The website is based on its founder Neville Tuli's ideas on education, transdisciplinary knowledge-building, and the fusion of image-text-audio learning.
In the first phase, the research centre made public the 'Search and Filter Engine' with sample masterlist pages and access to over one lakh objects across 16 categories.
Among the 16 research categories featured on the platform include 'Cinema as a Critical Educational Resource', 'Modern and Contemporary Indian Fine Arts', 'Photography in India', 'The Sensual Discipline within Creativity', 'Social Responsibility of the Creative Mind', 'India and her Relationship with the World', 'Economics of Art & Cultural Industry', and 'India's Architectural Heritage as Inspiration'.
"It has been built using the most basic technology of the excel sheet, thousands of manually structured and templated excel sheets of knowledge then transformed into web data by coding team," Tuli said here at a press briefing.
The 16 research categories are linked to thousands of "Masterlists" which are represented by "A-Graphy" pages, and these are all inter-related and contextualised through more than one lakh visual and textual objects in the current version.
In the next version, which will go live on June 30, the structure of the post and their Q & A will be added to begin a deeper engagement process for the visitors.
On September 30, version 1.2 will introduce a customised curriculum framework for "Self-Discovery via Rediscovering India" that will offer a model for how archives and educational frameworks can be reimagined to take forward learning and educational models.
"The Tuli Research Centre for India Studies stands in solidarity with students, teachers, and lifelong learners everywhere, demanding an educational future that transcends economic and institutional barriers, a future where access to deep knowledge, critical thinking, and creative exploration is a right, not a privilege,” it said in a statement.

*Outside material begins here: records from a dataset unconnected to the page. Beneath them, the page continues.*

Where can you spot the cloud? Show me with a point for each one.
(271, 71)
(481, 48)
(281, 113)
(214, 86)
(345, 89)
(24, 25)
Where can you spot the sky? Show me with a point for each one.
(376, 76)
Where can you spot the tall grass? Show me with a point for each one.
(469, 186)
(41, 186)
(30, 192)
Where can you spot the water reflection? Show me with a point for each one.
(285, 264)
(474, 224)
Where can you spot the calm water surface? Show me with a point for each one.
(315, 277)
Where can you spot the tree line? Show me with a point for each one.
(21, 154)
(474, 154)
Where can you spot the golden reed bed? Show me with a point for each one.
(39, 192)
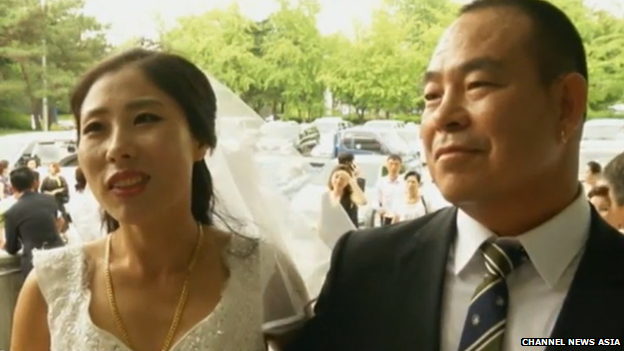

The website aims to democratise India's artistic, cultural, and intellectual legacies, "inviting scholars, academics, students, and the wider public into a living, evolving dialogue with India's rich creative traditions and global intersections".
The website, which is open and free for all, will be rolled out fully with support systems for top colleges and universities, particularly in India, on January 1, 2026.